Der Höhepunkt dieser Zusage liegt in der Schlussnote des Kapitels: „Ich werde sie stark machen in dem HERRN, und in seinem Namen werden sie einhergehen, spricht der HERR“ (Sach. 10:12). Stärke wird hier nicht als autonome Robustheit beschrieben, sondern als Hineingenommenwerden in den Namen, in die Wirklichkeit Gottes. Neutestamentlich entspricht dem das Bleiben in Christus: „Bleibt in mir, und ich bleibe in euch. Wie die Rebe nicht von sich selbst aus Frucht bringen kann, wenn sie nicht am Weinstock bleibt, so auch ihr nicht, wenn ihr nicht in mir bleibt“ (Johannes 15:4). Wo eine Gemeinschaft so in Christus verwurzelt ist, wird sie zu einer freudigen, antwortenden Gemeinschaft. Ihre Herzen „werden sich freuen im HERRN“ (Sach. 10:7); ihre Freude gleicht der Wirkung von Wein, belebt und weitet, aber sie entspringt nicht der Flucht vor der Realität, sondern der Erfahrung, dass Christus mitten in der Realität bei ihnen ist. In solch einer Gemeinschaft wird Ermutigung greifbar: Menschen tragen einander nicht aus eigener Kraft, sondern aus der Fülle dessen, der ihre Mitte ist.

Die ermutigende Heimsuchung Gottes formt damit ein Miteinander, das sowohl nüchtern als auch hoffnungsvoll lebt. Nüchtern, weil die See der Bedrängnis, die Zerstreuung und die Wellen der Not nicht geleugnet werden; hoffnungsvoll, weil mitten in all dem der Klang des Hirtenpfiffs bleibt und der Regen seines Segens nicht versiegt. Wer sich in dieses Bild hineinfindet, entdeckt Gemeinschaft neu: nicht als Leistungsraum oder Bühne, sondern als Feld, auf das der Herr seinen Regen gibt. In einer solchen Perspektive kann man sich über kleine Ansätze von Leben freuen, die sonst übersehen würden – eine versöhnte Beziehung, ein mutig ausgesprochenes Wort, ein gemeinsam getragenes Leid. All dies wird zum stillen Vorgeschmack dessen, was Sacharja verheißen hat: ein Volk, das gesammelt, gesegnet und gestärkt ist und im Namen des Herrn seinen Weg geht.

Bittet den HERRN um Regen zur Zeit des Spätregens; der HERR macht die Wetterwolken und ER gibt ihnen Regengüsse, jedem Kraut auf dem Feld. (Sach. 10:1)

Ich will sie pfeifen lassen und sie sammeln; denn ich habe sie erlöst, und sie werden sich mehren, wie sie sich gemehrt haben. (Sach. 10:8)

Die Bilder von Regen, Ruf und Stärkung in Sacharja 10 öffnen eine weite Perspektive für das gemeinsame Leben des Volkes Gottes.

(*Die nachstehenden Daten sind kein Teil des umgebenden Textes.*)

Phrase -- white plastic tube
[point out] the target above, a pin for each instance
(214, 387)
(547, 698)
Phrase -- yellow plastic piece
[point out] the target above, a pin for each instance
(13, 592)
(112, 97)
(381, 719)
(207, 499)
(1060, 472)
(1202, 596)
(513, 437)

Sie laden ein, Gemeinschaft nicht zuerst an äußeren Erfolgsmaßen zu messen, sondern an der Frage, ob in ihrer Mitte der Klang des Hirten hörbar wird und ob über ihr der Regen seiner Gnade fällt. Wo Menschen ihr Miteinander so verstehen, wächst eine Atmosphäre, in der Schwache nicht beschämt, sondern mitgetragen werden, in der Zerstreute wieder Heimat finden und in der Freude nicht aufgesetzt, sondern von der Gegenwart Christi her genährt ist. Die Aussicht, in seinem Namen einherzugehen, wird dann zu einer leisen, aber tragfähigen Zuversicht: Weil der Herr selbst unsere Mitte sucht, dürfen wir erwarten, dass aus unserer oft so brüchigen Gemeinschaft etwas hervorgeht, das seinen Namen ehrt und andere ermutigt.

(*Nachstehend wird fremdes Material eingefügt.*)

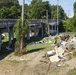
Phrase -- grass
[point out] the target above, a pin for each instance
(37, 46)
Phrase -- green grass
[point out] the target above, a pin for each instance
(37, 46)
(72, 72)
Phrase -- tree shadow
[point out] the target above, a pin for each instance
(33, 50)
(34, 39)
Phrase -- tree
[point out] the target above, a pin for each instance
(9, 9)
(70, 24)
(20, 34)
(61, 14)
(37, 9)
(74, 6)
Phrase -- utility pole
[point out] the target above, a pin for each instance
(47, 22)
(57, 16)
(23, 1)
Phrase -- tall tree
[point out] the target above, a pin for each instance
(62, 14)
(37, 9)
(9, 9)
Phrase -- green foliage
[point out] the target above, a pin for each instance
(38, 9)
(8, 3)
(61, 14)
(70, 24)
(9, 9)
(74, 7)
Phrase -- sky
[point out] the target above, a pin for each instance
(67, 5)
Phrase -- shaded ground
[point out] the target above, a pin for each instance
(34, 63)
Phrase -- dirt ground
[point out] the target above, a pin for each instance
(35, 63)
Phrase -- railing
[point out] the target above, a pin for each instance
(11, 22)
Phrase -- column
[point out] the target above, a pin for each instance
(52, 27)
(35, 31)
(42, 31)
(28, 33)
(0, 40)
(10, 40)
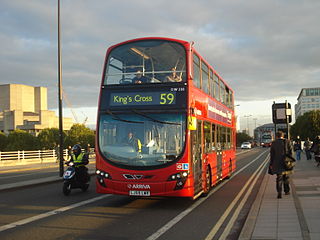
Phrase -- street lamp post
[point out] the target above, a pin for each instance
(247, 116)
(61, 170)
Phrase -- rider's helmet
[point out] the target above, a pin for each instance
(76, 149)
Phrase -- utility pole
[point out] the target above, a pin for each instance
(61, 170)
(247, 116)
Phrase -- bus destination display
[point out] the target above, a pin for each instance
(142, 98)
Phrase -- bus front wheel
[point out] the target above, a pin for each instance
(207, 186)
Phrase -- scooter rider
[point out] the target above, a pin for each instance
(80, 159)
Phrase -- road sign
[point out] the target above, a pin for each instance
(281, 113)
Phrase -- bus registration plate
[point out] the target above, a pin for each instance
(139, 193)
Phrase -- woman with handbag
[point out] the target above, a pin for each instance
(315, 148)
(280, 148)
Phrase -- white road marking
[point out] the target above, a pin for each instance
(171, 223)
(217, 226)
(48, 214)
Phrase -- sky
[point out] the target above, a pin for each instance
(266, 50)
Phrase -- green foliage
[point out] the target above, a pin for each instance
(307, 125)
(3, 141)
(49, 138)
(80, 134)
(242, 137)
(21, 140)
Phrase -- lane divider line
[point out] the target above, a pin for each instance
(180, 216)
(50, 213)
(236, 213)
(217, 226)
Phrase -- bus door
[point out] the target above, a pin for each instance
(219, 149)
(196, 153)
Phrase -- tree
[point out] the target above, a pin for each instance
(49, 138)
(3, 141)
(80, 134)
(307, 125)
(21, 140)
(242, 137)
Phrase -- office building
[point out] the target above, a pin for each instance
(25, 107)
(308, 100)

Herr Jesus Christus, danke für deine liebevolle Heimsuchung, mit der du dein zerstreutes und müdes Volk sammelst, heilst und stärkst. Du bist der gute Hirte, der uns aus falschen Stimmen herausruft, unsere Schwachheit kennt und uns dennoch in deiner Gnade zu „Pferden der Majestät“ im geistlichen Kampf machst. Stärke uns in dir selbst, damit wir nicht aus eigener Kraft, sondern in deinem Namen leben, denken und handeln und in jeder Bedrängnis erfahren, dass du durch das Meer der Not hindurchgehst. Lass deine sanfte Stimme unser Herz immer wieder neu erreichen, unsere Freude in dir entzünden und uns gewiss machen, dass keine Macht dieser Welt deinen Plan mit uns aufhalten kann. Fülle unsere Gemeinschaft mit deinem Segen wie mit frischem Regen, damit dein Leben in uns aufblüht und dein Name geehrt wird. Amen.